[Twisted-web] Re: [Web-SIG] WSGI woes

Thu Sep 16 14:08:48 MDT 2004

At 08:29 PM 9/16/04 +0100, Alan Kennedy wrote:
>[Alan Kennedy]
> >> In an asynchronous situation, the application cannot simply do a
> >> blocking read on the input: that will tie up the server thread.
>
>[Phillip J. Eby]
> > What do you mean by "server thread"?  A truly asynchronous server (one
> > using "no threads") cannot serve multiple WSGI requests
> > simultaneously.  In the general case, a WSGI server can only serve as
> > many requests simultaneously as it has available threads for.
>
>Sorry, I should have paid more attention to phrasing in this context.
>
>By  "server thread" I mean the thread of execution that is running the 
>select/poll operation in the server (which needs at least *one* thread). 
>If the application did a blocking read of the input running in a simple, 
>single-threaded asyncore-style server, that single thread would block, 
>holding up event processing.

Right, which is (one reason) why a WSGI server can in the general case only 
serve as many WSGI requests simultaneously as it has available threads for, 
although it's possible to improve on that worst-case condition by 
appropriate use of iterators.

>But I don't see the need for pausing logic or queues? Why can't the server 
>simply call directly into the application, e.g. using a "process_input" 
>method, in effect saying "you have some input ready".
>
>And I'm not sure I see the need for the application to check that the 
>wsgi.input hasn't been replaced: if there were middleware further down 
>that stack that was intercepting and transforming the input stream, then 
>*it* should be the one receiving the asynchronous notification from the 
>server. This lower level component would then read some input, process it, 
>and then call a "process_input" method on the next component up in the 
>stack, etc, etc.
>
>I suppose I'm talking about the server "pushing" the input through the 
>middleware stack, whereas you're talking about the application at the stop 
>of the stack "pulling" the data up through the stack. Is that right?
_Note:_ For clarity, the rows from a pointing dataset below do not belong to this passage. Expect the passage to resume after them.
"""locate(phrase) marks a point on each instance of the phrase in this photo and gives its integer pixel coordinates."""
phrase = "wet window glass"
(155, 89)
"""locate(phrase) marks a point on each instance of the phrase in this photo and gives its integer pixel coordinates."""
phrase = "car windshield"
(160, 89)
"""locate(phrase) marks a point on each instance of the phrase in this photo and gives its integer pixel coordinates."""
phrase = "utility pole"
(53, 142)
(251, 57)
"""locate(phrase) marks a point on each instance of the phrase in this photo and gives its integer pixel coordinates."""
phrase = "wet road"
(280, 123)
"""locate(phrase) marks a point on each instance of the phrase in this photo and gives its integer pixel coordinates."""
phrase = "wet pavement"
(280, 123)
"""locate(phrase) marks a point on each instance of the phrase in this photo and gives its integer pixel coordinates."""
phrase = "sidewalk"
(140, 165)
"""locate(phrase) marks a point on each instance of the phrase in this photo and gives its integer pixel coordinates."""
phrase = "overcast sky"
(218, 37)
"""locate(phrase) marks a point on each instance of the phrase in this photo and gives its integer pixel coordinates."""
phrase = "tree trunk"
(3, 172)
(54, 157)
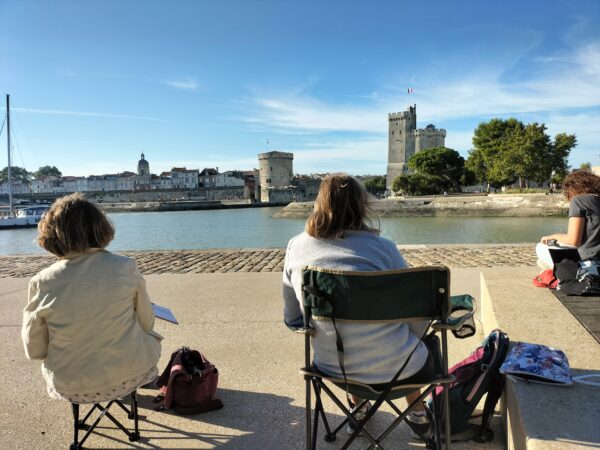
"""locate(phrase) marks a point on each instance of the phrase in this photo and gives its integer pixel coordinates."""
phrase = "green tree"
(375, 184)
(476, 165)
(421, 184)
(440, 161)
(17, 174)
(47, 171)
(506, 150)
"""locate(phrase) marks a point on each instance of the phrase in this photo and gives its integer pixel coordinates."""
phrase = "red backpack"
(476, 375)
(189, 383)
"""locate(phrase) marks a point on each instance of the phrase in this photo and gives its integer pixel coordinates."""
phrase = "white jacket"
(89, 319)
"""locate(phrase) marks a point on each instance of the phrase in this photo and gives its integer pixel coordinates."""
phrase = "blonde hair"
(74, 225)
(342, 204)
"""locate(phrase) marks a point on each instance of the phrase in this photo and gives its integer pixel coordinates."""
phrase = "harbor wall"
(493, 205)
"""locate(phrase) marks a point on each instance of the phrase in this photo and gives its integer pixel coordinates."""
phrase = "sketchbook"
(164, 313)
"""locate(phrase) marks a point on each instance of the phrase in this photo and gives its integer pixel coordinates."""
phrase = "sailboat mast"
(8, 145)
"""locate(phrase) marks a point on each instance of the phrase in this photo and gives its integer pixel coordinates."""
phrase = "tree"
(375, 184)
(47, 171)
(442, 162)
(421, 184)
(17, 174)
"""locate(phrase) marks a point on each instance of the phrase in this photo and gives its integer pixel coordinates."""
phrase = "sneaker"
(359, 414)
(420, 424)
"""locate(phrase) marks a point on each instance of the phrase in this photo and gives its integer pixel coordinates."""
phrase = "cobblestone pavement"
(271, 260)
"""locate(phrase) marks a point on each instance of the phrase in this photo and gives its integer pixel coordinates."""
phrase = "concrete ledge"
(538, 416)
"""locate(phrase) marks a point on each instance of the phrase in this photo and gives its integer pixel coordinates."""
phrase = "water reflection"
(254, 228)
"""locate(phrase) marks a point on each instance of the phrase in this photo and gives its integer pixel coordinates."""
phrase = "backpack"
(189, 383)
(475, 376)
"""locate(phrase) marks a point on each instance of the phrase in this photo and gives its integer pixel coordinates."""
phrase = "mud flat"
(525, 205)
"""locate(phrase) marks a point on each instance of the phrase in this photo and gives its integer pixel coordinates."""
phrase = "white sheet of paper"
(164, 313)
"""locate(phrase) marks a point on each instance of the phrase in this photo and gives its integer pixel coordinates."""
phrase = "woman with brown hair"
(339, 235)
(582, 190)
(88, 316)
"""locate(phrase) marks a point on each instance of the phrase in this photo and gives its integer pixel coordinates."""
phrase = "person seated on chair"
(88, 316)
(582, 190)
(340, 235)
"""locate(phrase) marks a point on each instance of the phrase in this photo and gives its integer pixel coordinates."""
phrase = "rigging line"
(14, 136)
(27, 137)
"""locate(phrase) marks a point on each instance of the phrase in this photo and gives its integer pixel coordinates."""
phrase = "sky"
(213, 83)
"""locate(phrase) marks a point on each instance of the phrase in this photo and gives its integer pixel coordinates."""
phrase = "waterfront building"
(183, 178)
(17, 187)
(126, 181)
(47, 185)
(165, 180)
(405, 140)
(142, 180)
(276, 171)
(207, 178)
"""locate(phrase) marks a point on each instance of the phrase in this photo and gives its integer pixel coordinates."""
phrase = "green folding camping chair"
(418, 294)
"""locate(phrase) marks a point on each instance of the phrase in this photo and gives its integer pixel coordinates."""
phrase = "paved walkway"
(271, 260)
(236, 320)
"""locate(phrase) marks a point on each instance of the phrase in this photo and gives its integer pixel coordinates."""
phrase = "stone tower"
(143, 167)
(275, 169)
(404, 140)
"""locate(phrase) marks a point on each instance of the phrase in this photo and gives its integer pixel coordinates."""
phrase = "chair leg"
(319, 409)
(135, 436)
(75, 444)
(447, 431)
(308, 417)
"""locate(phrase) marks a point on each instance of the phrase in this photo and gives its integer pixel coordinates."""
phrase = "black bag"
(189, 383)
(476, 375)
(578, 278)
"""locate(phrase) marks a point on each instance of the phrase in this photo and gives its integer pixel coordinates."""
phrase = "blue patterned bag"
(538, 363)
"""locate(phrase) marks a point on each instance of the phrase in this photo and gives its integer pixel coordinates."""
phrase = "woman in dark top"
(582, 189)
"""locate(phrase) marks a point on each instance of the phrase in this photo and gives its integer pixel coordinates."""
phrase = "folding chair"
(81, 425)
(419, 294)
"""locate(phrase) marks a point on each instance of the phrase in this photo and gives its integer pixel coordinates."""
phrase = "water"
(255, 228)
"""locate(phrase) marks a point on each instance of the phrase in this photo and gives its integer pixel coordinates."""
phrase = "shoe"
(420, 424)
(359, 414)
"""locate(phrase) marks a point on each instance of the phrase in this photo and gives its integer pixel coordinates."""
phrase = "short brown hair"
(74, 225)
(342, 204)
(581, 182)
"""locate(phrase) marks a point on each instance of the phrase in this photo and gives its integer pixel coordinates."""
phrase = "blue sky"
(206, 83)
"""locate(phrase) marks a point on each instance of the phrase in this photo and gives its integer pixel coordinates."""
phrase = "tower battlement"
(405, 140)
(275, 155)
That's correct, and that's what I'm trying to avoid if at all possible, 
because it enormously complicates middleware, to the sole benefit of 
asynchronous apps -- that mostly aren't going to be portable anyway.

So, going by STASCTAP theory (Simple Things Are Simple, Complex Things Are 
Possible), the pause/resume approach makes asynchronous applications 
*possible*, while keeping the nominal synchronous cases and middleware 
*simple*.

>And I'd be interested to see how your approach would handle a situation 
>where there is both streaming input and output. For example, a server that 
>takes strings of any length, say 10**9 bytes, and .encode('rot13')'s each 
>byte in turn, before sending it back to the client.

Presumably, the function to pause for input needs to take a minimum length, 
or have some way to communicate available length to the application.

I don't pretend to fully understand the needed use cases here, because I 
have little experience writing web applications that need to wait on other 
network services (other than databases) while a client is waiting.  And if 
I were writing an asynchronous server, I'd probably at least consider using 
Greenlets to context-switch blocking operations so that they wouldn't tie 
up an active thread.  Such an approach is conceptually easier to deal with, 
IMO, than writing everything in continuation-passing style.

But I *do* want WSGI to make it *possible* to meet async apps' use cases, 
which is why I'm seeking input from those that do have the relevant 
experience.  The trade-off is that it shouldn't excessively complicate 
nominal compliance with WSGI.  In particular, I'd prefer that the current 
"example CGI gateway" in PEP 333 not require any major changes or 
significant expansion.